Documented unittests & code coverage

Thu Aug 4 12:04:19 PDT 2016

On Thursday, 4 August 2016 at 10:24:39 UTC, Walter Bright wrote:
> On 8/4/2016 1:13 AM, Atila Neves wrote:
>> On Thursday, 28 July 2016 at 23:14:42 UTC, Walter Bright wrote:
>>> On 7/28/2016 3:15 AM, Johannes Pfau wrote:
>>>> And as a philosophical question: Is code coverage in 
>>>> unittests even a
>>>> meaningful measurement?
>>>
>>> Yes. I've read all the arguments against code coverage 
>>> testing. But in my
>>> usage of it for 30 years, it has been a dramatic and 
>>> unqualified success in
>>> improving the reliability of shipping code.
>>
>> Have you read this?
>>
>> http://www.linozemtseva.com/research/2014/icse/coverage/
>
> I've seen the reddit discussion of it. I don't really 
> understand from reading the paper how they arrived at their 
> test suites, but I suspect that may have a lot to do with the 
> poor correlations they produced.

I think I read the paper around a year ago, my memory is fuzzy. 
 From what I remember they analysed existing test suites. What I 
do remember is having the impression that it was done well.

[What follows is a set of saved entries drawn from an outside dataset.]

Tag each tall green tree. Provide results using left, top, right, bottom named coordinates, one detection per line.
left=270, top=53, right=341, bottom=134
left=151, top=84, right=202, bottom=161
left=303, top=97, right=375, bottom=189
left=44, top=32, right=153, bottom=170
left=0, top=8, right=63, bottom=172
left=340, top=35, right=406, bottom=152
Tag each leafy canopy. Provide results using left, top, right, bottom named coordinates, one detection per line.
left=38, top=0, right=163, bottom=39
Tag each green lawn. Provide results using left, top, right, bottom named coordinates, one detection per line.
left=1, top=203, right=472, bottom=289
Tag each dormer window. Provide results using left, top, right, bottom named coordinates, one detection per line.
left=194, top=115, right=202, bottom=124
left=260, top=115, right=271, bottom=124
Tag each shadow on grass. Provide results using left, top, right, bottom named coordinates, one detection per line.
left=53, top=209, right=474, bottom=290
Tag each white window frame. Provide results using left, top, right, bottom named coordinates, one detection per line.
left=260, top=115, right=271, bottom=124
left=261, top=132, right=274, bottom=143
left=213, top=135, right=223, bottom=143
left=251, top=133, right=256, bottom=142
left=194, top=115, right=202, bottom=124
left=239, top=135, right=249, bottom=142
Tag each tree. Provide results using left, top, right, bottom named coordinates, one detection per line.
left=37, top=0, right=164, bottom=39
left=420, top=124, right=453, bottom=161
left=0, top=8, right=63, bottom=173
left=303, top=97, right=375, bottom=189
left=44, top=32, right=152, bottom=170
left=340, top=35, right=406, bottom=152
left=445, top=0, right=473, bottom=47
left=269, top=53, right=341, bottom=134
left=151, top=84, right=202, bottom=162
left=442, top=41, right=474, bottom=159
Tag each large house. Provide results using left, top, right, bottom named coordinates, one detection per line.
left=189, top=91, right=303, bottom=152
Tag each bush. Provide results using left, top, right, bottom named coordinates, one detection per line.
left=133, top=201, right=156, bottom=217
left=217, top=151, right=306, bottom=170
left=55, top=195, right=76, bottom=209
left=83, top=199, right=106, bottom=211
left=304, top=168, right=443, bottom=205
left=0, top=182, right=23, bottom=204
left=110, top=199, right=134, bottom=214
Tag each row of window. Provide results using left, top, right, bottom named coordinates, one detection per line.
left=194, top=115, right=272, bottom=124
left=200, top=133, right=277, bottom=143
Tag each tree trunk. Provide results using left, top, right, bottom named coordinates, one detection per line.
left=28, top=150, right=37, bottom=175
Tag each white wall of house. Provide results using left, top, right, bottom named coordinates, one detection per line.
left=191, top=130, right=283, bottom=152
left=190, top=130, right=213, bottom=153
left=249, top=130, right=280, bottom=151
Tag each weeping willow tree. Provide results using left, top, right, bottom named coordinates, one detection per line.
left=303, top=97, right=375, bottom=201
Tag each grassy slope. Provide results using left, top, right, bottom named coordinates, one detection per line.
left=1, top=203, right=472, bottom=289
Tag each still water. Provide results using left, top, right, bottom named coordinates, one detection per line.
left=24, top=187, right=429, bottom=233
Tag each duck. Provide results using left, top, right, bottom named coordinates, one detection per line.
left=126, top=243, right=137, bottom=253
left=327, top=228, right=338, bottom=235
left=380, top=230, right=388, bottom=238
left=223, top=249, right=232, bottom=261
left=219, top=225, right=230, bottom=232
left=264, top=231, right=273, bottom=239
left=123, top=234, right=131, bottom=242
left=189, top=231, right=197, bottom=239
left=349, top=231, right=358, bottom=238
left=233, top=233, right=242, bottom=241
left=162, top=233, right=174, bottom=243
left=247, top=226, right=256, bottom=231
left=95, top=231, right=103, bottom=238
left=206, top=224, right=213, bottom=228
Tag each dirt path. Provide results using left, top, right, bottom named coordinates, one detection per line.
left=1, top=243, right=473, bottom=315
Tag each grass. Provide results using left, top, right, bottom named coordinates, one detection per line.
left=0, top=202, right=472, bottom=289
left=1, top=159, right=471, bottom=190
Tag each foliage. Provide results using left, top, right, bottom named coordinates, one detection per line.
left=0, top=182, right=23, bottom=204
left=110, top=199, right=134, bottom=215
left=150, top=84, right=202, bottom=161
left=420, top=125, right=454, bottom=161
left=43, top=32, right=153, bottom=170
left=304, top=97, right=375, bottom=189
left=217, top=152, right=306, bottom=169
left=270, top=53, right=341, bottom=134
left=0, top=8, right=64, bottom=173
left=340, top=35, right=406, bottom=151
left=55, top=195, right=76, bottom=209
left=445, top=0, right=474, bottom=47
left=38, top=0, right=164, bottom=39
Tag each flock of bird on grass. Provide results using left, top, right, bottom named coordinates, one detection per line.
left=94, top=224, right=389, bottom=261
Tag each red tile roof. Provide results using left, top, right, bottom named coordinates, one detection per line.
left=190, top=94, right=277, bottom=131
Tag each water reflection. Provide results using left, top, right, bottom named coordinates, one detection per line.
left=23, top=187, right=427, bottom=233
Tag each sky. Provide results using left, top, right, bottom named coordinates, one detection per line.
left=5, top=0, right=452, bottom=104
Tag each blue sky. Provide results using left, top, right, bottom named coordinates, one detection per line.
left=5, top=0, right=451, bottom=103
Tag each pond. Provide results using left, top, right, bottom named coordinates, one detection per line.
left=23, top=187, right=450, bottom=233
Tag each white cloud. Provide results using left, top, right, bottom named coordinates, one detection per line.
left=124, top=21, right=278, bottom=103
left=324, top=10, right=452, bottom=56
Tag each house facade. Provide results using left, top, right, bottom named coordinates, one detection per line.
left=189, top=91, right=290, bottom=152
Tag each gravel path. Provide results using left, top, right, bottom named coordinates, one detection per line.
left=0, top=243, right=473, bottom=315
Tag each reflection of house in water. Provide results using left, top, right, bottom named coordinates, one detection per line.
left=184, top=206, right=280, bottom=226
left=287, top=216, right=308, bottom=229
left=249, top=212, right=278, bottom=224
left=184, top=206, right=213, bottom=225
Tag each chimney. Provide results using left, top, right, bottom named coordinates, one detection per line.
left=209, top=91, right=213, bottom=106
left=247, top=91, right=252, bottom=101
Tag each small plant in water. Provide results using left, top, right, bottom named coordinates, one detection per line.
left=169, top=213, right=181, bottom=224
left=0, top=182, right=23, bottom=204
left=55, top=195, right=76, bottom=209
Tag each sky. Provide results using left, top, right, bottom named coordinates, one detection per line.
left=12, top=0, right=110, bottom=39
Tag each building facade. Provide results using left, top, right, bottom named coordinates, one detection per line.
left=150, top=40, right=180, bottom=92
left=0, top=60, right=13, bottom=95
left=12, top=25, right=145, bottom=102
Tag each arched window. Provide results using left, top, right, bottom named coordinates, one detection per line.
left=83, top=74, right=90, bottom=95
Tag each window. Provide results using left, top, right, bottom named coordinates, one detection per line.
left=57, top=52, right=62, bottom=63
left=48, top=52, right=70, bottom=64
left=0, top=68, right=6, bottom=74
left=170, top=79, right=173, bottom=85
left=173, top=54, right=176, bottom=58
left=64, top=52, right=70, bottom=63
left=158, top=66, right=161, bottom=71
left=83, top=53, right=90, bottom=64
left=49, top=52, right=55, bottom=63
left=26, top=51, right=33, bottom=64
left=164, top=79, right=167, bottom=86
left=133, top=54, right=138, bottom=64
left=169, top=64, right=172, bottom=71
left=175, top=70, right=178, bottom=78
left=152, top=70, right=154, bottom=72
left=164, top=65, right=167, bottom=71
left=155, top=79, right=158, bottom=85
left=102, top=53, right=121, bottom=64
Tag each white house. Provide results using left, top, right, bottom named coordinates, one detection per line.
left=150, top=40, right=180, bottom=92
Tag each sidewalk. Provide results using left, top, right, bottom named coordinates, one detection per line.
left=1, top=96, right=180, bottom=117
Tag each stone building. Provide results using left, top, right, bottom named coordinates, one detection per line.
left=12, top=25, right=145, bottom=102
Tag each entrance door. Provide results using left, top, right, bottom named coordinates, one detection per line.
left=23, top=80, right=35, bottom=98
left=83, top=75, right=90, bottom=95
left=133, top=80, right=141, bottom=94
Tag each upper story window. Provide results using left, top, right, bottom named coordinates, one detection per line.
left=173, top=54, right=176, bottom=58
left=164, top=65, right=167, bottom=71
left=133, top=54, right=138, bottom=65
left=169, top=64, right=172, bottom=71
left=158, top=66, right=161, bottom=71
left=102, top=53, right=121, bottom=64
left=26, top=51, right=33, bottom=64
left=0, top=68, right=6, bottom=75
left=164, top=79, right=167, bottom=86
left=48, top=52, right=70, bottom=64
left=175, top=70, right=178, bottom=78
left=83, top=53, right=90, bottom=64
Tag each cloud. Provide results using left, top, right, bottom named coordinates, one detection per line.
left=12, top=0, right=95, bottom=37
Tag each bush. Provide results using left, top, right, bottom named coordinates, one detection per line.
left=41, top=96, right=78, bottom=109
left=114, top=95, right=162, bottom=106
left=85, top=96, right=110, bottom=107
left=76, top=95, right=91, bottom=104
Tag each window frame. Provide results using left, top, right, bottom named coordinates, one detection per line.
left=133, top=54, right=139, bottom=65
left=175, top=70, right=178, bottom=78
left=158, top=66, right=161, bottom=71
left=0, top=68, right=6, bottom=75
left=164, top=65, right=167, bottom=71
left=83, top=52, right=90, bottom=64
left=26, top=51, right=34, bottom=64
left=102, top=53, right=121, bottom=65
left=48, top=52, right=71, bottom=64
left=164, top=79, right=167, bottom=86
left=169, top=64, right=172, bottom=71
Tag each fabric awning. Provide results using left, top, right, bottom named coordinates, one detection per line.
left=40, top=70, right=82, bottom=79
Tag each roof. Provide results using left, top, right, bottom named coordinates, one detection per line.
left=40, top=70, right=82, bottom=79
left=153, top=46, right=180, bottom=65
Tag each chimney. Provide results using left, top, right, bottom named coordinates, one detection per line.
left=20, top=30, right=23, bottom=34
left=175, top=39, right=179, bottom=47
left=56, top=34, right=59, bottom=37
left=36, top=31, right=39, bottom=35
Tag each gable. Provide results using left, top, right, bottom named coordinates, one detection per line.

> Unittests have uncovered lots of bugs for me, and code that was 
> unittested had far, far fewer bugs showing up after release. 
> <snip>

No argument there, as far as I'm concerned, unit tests = good 
thing (TM).

It think measuring unit test code coverage is a good idea, but 
only so it can be looked at to find lines that really should have 
been covered but weren't. What I take issue with is two things:

1. Code coverage metric targets (especially if the target is 
100%).  This leads to inane behaviours such as "testing" a print 
function (which itself was only used in testing) to meet the 
target. It's busywork that accomplishes nothing.

2. Using the code coverage numbers as a measure of unit test 
quality. This was always obviously wrong to me, I was glad that 
the research I linked to confirmed my opinion, and as far as I 
know (I'd be glad to be proven wrong), nobody else has published 
anything to convince me otherwise.

Code coverage, as a measure of test quality, is fundamentally 
broken. It measures coupling between the production code and the 
tests, which is never a good idea. Consider:

int div(int i, int j) { return i + j; }
unittest { div(3, 2); }

100% coverage, utterly wrong. Fine, no asserts is "cheating":

int div(int i, int j) { return i / j; }
unittest { assert(div(4, 2) == 2); }

100% coverage. No check for division by 0. Oops.

This is obviously a silly example, but the main idea is: coverage 
doesn't measure the quality of the sentinel values. Bad tests 
serve only as sanity tests, and the only way I've seen so far to 
make sure the tests themselves are good is mutant testing.

Atila